Si acaso, aceptó compartir la hazaña con su gabinete, y en especial con Alfredo Pérez Rubalcaba. No está mal que por lo menos le reconociera el crédito a alguien que, sin ser el artífice exclusivo de una victoria sufrida y laboriosa —que lo fue de la sociedad española, y sobre todo de unos pocos más expuestos que el resto—, sí hizo más que él para obtenerla.
Cuando se ve a alguien reincidir en el despropósito de esa manera, en un asunto tan delicado y tan doloroso y sobre unos argumentos tan fácilmente rebatibles, resulta inevitable pensar en lo mal que llevan algunos haber dejado de ser lo que un día fueron, que es el destino inexorable de los seres humanos.

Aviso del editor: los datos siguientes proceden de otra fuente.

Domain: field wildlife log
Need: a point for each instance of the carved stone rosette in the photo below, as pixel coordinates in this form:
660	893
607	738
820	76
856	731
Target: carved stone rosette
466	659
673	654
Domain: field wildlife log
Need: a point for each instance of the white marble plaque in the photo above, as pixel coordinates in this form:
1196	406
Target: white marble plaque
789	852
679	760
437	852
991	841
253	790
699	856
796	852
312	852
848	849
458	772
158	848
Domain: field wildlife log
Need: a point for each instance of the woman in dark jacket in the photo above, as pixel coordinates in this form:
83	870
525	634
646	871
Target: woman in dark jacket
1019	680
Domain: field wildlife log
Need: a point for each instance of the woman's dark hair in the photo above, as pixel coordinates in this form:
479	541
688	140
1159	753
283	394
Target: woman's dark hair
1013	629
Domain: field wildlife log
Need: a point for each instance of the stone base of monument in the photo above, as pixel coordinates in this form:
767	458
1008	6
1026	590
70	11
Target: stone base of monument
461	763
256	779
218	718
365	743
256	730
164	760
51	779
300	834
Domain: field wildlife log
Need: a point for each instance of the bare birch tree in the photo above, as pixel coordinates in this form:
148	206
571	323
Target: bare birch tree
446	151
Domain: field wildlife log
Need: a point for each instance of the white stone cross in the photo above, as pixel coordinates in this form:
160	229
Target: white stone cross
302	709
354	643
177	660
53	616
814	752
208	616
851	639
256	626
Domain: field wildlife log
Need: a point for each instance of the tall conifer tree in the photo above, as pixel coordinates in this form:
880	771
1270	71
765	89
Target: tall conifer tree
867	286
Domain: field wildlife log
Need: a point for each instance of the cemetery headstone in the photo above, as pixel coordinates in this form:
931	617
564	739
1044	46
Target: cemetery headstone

Lo peor no es que alguien se apropie, por haber estado allí, de una consecución que rebasa sus méritos, como rebasaría los de cualquier individuo, por excepcional que fuera, que quisiera arrogarse el protagonismo en materia tan ardua y escabrosa. Lo más lacerante es el desprecio olímpico de los esfuerzos, el sudor y las penalidades de todas las personas que contribuyeron, en un grado que el vanidoso de turno ni puede imaginar, a que se alcanzara el resultado que luce tan ufano en la pechera.
A Zapatero se le pueden y se le deben reconocer algunos méritos, también en este terreno, como haber propiciado desde la oposición un pacto para la unidad de acción respecto de ETA. Y haber designado para encargarse del tramo final, negociando pero sin dejar de apretarle el dogal a la bestia moribunda, a la mejor cabeza política del último medio siglo en España. Alguien que no se engañó en ningún momento: la izquierda abertzale no entraría en razón hasta ponerle las esposas al último pistolero.
Fue la derrota de ETA —hora es ya de decirlo ya, aunque a muchos, empezando por Zapatero, no parezca interesarles— una prueba del músculo moral y cívico de la sociedad española. Esa que muchos se complacen en menospreciar como franquista, reaccionaria o disfuncional, pero que dio una lección mayúscula a los aturdidos redentores de patrias imaginarias, por la vía de desarmarlos con la razón, el derecho y el esfuerzo meticuloso.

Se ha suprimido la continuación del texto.